The car that needed new tires.
The tree fell shortly after the
new tires were installed.
About fifteen years ago when our first son was only a toddler, my car desperately needed new tires. I mean, those tires were balder than I am now. So we went to Concord and, while we waited for the installation, we ate brunch at a nearby Denny's. The manager, a middle aged guy with an impressive comb-over as I recall, was so genuinely excited that he gathered the entire morning staff to sing a new birthday song he'd just trained them on. He told one busboy to start them off; the poor kid looked utterly befuddled and mumbled, in no particular key or melody, "Um... zippidy, zippidy... um..."
The manager leapt in, took charge, and led his somewhat reluctant staff in a chorus of, "Zip-a-dee-doo-dah, Zip-a-dee-ay, my oh my it's your birthday."
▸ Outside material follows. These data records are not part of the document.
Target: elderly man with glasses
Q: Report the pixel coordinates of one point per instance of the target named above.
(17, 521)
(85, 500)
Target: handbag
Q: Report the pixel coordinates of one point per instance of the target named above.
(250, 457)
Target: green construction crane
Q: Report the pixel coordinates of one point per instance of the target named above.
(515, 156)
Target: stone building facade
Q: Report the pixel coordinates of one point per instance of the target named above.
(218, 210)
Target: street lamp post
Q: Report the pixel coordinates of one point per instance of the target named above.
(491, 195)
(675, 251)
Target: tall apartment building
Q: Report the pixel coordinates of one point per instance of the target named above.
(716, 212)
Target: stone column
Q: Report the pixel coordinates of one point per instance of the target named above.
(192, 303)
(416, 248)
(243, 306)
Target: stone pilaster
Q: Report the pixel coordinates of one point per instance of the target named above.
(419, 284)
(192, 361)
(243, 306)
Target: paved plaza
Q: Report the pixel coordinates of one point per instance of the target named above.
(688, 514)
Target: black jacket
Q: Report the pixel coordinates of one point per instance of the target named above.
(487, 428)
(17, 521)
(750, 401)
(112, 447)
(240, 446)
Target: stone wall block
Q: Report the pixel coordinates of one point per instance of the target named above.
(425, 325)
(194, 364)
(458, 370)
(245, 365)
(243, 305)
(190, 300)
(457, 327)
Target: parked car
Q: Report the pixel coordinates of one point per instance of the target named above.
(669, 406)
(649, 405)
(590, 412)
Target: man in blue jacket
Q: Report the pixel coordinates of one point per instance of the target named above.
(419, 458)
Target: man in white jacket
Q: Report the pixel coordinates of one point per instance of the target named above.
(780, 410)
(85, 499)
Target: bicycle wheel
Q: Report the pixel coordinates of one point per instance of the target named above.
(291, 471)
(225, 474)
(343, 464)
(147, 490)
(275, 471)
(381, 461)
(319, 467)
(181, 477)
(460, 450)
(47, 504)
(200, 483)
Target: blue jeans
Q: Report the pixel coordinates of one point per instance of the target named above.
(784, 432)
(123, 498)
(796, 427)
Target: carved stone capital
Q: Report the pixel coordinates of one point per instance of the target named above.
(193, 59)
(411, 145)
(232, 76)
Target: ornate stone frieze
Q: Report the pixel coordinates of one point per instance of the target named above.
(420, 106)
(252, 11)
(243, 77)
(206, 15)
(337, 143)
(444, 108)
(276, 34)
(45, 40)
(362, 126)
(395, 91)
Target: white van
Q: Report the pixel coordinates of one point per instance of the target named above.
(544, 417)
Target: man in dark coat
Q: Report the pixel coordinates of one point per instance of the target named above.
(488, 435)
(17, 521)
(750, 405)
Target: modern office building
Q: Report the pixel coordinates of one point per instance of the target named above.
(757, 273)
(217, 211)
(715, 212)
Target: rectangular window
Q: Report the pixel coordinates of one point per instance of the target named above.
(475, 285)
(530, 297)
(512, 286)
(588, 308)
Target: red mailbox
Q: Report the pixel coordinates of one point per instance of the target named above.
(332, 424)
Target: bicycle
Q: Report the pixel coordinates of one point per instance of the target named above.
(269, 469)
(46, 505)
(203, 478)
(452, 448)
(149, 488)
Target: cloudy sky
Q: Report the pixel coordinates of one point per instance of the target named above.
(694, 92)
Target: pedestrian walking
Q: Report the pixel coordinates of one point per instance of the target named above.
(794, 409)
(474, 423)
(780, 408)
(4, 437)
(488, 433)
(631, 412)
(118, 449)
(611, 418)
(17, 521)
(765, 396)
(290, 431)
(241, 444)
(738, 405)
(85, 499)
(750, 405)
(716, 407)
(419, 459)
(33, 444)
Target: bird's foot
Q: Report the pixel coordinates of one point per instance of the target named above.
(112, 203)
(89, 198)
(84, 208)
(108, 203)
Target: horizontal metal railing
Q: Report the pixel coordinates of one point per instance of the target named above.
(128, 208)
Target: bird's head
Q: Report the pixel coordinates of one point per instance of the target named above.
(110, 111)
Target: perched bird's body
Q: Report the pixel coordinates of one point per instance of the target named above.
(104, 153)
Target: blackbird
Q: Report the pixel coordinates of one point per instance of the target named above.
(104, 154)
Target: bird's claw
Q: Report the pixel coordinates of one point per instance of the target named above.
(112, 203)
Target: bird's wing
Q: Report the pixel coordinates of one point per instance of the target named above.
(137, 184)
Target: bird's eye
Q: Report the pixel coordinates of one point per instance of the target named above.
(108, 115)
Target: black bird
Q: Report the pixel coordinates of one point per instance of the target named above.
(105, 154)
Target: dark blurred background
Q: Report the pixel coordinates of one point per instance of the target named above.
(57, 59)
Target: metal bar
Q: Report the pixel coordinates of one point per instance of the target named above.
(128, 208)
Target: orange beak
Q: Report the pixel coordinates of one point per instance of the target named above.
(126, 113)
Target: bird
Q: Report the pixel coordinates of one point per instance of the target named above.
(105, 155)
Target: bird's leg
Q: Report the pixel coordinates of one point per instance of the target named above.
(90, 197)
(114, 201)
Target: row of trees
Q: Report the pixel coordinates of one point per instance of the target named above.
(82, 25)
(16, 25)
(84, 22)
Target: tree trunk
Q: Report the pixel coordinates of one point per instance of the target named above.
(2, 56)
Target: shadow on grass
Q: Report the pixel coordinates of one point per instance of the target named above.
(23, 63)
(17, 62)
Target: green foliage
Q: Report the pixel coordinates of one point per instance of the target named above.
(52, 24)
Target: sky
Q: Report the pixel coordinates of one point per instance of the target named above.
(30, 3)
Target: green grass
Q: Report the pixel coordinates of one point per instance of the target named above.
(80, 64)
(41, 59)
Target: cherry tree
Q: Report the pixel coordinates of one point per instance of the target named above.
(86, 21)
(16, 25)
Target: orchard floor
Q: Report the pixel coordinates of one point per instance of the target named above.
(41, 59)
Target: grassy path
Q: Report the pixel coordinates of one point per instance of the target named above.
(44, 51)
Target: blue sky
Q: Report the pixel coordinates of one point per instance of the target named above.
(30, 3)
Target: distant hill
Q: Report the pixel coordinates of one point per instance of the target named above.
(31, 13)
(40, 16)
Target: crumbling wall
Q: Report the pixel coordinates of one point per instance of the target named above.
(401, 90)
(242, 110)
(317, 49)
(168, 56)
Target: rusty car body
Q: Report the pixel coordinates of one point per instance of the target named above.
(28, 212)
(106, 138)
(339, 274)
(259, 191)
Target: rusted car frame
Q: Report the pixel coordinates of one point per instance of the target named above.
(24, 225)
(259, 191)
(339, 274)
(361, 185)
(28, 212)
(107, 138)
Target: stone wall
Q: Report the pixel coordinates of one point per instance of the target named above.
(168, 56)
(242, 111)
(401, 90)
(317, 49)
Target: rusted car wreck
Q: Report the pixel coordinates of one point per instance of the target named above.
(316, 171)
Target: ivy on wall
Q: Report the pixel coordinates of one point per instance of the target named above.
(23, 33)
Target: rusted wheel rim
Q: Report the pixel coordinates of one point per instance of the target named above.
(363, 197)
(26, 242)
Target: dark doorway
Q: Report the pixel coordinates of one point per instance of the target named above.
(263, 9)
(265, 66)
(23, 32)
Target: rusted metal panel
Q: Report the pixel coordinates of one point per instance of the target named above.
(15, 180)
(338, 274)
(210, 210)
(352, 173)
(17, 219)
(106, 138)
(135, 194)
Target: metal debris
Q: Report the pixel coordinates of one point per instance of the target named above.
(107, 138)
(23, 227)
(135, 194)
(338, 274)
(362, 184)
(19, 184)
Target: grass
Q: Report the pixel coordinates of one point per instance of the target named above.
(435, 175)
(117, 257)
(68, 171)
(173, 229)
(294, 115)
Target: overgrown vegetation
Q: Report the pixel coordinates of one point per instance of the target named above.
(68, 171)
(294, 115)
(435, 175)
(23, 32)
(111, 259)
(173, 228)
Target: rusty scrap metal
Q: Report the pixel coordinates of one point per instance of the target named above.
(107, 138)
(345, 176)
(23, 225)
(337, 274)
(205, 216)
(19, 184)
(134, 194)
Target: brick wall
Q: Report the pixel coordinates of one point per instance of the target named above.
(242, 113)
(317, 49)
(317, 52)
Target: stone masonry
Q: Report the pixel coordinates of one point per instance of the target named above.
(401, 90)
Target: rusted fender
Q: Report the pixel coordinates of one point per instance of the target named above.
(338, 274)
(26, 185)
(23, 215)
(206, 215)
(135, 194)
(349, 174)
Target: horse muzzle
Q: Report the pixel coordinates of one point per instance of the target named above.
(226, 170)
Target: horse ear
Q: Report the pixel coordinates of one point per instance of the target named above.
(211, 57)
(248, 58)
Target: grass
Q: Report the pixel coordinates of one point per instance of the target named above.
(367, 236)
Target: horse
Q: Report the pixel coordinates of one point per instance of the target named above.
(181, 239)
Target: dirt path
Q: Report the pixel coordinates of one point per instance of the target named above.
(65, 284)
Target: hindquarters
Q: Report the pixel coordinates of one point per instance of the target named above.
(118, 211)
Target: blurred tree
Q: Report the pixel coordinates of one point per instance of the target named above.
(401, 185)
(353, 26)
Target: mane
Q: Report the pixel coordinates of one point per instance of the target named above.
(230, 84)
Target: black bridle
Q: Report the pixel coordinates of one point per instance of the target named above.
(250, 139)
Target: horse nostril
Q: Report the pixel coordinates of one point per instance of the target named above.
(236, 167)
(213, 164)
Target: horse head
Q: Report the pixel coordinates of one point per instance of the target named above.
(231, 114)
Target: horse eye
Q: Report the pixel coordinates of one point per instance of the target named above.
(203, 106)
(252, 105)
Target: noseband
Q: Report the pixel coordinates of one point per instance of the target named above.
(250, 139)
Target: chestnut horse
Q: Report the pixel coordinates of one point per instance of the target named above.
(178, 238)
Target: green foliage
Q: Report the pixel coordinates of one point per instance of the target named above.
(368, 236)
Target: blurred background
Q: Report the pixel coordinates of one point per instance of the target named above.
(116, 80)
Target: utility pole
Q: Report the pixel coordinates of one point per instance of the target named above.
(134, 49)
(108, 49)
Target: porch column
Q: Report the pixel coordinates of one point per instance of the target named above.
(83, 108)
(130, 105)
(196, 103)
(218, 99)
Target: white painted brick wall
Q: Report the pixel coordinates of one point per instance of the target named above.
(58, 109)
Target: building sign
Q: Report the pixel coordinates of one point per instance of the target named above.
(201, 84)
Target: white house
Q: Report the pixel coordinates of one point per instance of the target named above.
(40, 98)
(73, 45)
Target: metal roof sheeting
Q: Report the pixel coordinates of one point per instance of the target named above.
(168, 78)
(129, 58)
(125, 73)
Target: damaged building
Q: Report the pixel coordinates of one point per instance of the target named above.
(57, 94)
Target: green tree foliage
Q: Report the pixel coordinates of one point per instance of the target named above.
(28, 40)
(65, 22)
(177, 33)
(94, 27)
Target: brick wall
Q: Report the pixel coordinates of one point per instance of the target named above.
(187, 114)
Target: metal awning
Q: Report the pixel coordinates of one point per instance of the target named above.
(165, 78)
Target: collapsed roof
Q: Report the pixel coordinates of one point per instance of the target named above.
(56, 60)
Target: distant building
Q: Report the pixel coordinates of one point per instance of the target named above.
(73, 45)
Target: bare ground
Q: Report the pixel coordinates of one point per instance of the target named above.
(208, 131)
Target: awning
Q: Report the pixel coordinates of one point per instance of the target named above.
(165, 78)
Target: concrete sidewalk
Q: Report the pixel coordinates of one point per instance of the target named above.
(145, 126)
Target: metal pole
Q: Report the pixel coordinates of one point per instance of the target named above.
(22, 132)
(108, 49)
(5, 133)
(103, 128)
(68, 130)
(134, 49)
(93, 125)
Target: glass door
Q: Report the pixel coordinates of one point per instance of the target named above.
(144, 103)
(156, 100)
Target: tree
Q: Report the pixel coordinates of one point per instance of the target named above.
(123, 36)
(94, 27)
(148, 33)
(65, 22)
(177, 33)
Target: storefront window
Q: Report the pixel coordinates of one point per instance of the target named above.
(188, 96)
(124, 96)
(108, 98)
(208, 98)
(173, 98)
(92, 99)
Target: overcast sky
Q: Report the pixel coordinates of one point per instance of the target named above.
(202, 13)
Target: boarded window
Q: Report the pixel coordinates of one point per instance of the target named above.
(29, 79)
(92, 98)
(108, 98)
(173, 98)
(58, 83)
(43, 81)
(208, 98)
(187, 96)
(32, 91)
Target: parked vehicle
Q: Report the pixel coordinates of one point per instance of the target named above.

I haven't been back to that Denny's since. Or, come to think of it, any Denny's.

Three years ago, my birthday fell on the day we drove the Boy Scout troop up to scout camp. According to tradition, the troop stopped for breakfast in Stockton (America's Foreclosure Capital) at Burger King. Somewhere along the way, one of the boys found out it was my birthday and bought me a slice of BK's apple pie. The whole troop (about 30 boys and a half dozen adults) sang "ha
ppy birthday" to me right there at 8 a.m. in Burger King in Stockton. Try to contain your jealousy.

This year on my birthday, I was in Palm Springs for work. One of the programs I run at my day job utilizes Desert Arc, a nonprofit that employs developmentally disabled adults, for order fulfillment. It's a terrific organization, and we were on site for business when dear friend and colleague Melissa disappeared for a bit and returned with two huge sheet cakes. One said Thank you Desert Arc for the work they do, and the other said Happy Birthday Peter. We brought these in to the 60 or so Desert Arc clients who were working on our program. And, for a few minutes, I was the recipient of the most enthusiastic, emphatic, and raucous chorus of "happy birthday" you've ever heard.

And I made a couple of new friends, most notably "Robin," who said she's going to call me Birthday Guy from now on.